Paradise Lost Poem Three is the Action: vis, Eve and Adam eat and Fall. It's, um, a psychosexual drama with angels.

Last we get Paradise Lost Poem Four, the prophetic wrapup where God judges, the Son sacrifices, Heaven hurrahs, Eve repents and Adam hallucinates the future on a hilltop with Archangel Michael. Then it's out of the garden and into the book of Genesis.

What to think? It's hard to appreciate deeply enough the science-fictionality of Milton's Paradise Lost in context of a world where SF didn't yet exist.

Certainly the poem compares not unfavorably to Homer's work (Poem One and Two), Dante's (Poem Four), Shakespeare's (Poem One's psychological portrayal of Satan and Poem Three's portrayal of Adam and Eve), and D.H.Lawrence (Poem Three's frank eroticism). In the light of the Western Tradition Milton is indubitably great.

Dante, Milton's opposite in temperament, best shines a light on the artist John Milton. Where Dante's art is delicate, tinted mercurial (being a Gemini as he informs us) Milton's is darkly sensuous, visionary, and monumental art.

Milton's effects strain the imagination; much is left to the reader to imagine, and much of Milton is dark to the moral eye not through obscurity but through largeness of imaginating. These effects become vivid only when the reader's sensual and moral temperament happens to concur with Milton's.

Image making in Milton is moral AND sensual; he sees no break between the two natures of the animal and the angel in a true Christian. This view, so alien morally but so modern in its acceptances of sensual desire, at once endears and distances us from Milton.

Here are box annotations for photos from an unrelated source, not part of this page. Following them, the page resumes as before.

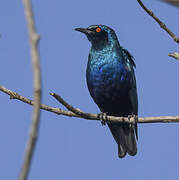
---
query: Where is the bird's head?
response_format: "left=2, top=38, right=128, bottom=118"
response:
left=75, top=25, right=118, bottom=47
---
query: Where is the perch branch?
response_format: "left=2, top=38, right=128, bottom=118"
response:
left=0, top=86, right=179, bottom=123
left=19, top=0, right=41, bottom=180
left=137, top=0, right=179, bottom=43
left=168, top=52, right=179, bottom=60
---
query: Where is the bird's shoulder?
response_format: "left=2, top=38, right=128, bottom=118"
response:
left=121, top=47, right=136, bottom=67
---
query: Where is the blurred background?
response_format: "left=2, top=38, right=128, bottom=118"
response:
left=0, top=0, right=179, bottom=180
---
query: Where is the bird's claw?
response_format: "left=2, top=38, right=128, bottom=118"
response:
left=98, top=112, right=108, bottom=126
left=128, top=114, right=138, bottom=128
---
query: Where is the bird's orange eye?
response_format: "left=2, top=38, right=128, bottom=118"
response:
left=96, top=27, right=101, bottom=32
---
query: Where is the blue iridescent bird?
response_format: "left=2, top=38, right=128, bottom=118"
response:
left=75, top=25, right=138, bottom=158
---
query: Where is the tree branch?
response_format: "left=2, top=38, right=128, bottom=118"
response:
left=137, top=0, right=179, bottom=43
left=168, top=52, right=179, bottom=60
left=0, top=86, right=179, bottom=123
left=137, top=0, right=179, bottom=60
left=19, top=0, right=41, bottom=180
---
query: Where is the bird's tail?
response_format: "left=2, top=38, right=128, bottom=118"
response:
left=108, top=123, right=137, bottom=158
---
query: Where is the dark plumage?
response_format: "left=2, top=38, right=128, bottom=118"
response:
left=75, top=25, right=138, bottom=158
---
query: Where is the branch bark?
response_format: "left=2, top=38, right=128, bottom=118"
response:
left=0, top=86, right=179, bottom=123
left=19, top=0, right=41, bottom=180
left=137, top=0, right=179, bottom=59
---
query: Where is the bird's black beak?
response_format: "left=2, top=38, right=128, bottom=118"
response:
left=75, top=28, right=93, bottom=35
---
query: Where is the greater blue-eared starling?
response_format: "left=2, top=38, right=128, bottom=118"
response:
left=75, top=25, right=138, bottom=158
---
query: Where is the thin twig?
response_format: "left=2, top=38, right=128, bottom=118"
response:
left=19, top=0, right=41, bottom=180
left=0, top=86, right=179, bottom=123
left=168, top=52, right=179, bottom=60
left=137, top=0, right=179, bottom=43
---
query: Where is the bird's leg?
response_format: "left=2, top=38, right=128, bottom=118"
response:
left=98, top=112, right=108, bottom=126
left=128, top=113, right=138, bottom=128
left=128, top=113, right=138, bottom=140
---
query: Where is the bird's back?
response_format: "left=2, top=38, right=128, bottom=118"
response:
left=86, top=47, right=138, bottom=157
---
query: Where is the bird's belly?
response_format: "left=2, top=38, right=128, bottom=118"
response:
left=87, top=66, right=131, bottom=115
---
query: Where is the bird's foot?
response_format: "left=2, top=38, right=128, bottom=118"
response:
left=128, top=113, right=138, bottom=128
left=98, top=112, right=108, bottom=126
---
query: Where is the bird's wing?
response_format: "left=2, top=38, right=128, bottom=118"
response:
left=121, top=47, right=136, bottom=67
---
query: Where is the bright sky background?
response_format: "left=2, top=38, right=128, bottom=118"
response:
left=0, top=0, right=179, bottom=180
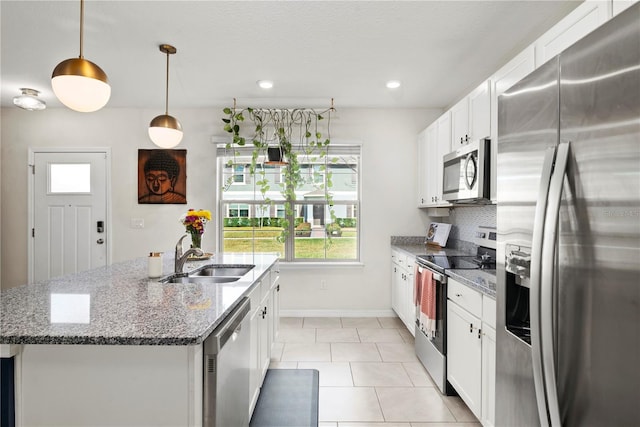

We feel he is serious, and noble, and a man disappointed in his sex life, and yet we sense a rich inner life of emotion and sensuality survives the disappointment, an inner life sustained, to our modern consternation, not by healthy adult relationships but by mere moral fortitude! Milton becomes uncanny, heroic, when we consider him as the figuration of the Human. What kind of pragmatism is involved in such a moral-sensual stance? Perhaps outside the author of Paradise Lost we cannot imagine another such man.

Ultimately the greatness of Paradise Lost comes down to incommensurates: I find myself liking John Milton more for himself than for his poem. Paradise Lost becomes the place I meet Milton in rather than the poem I read.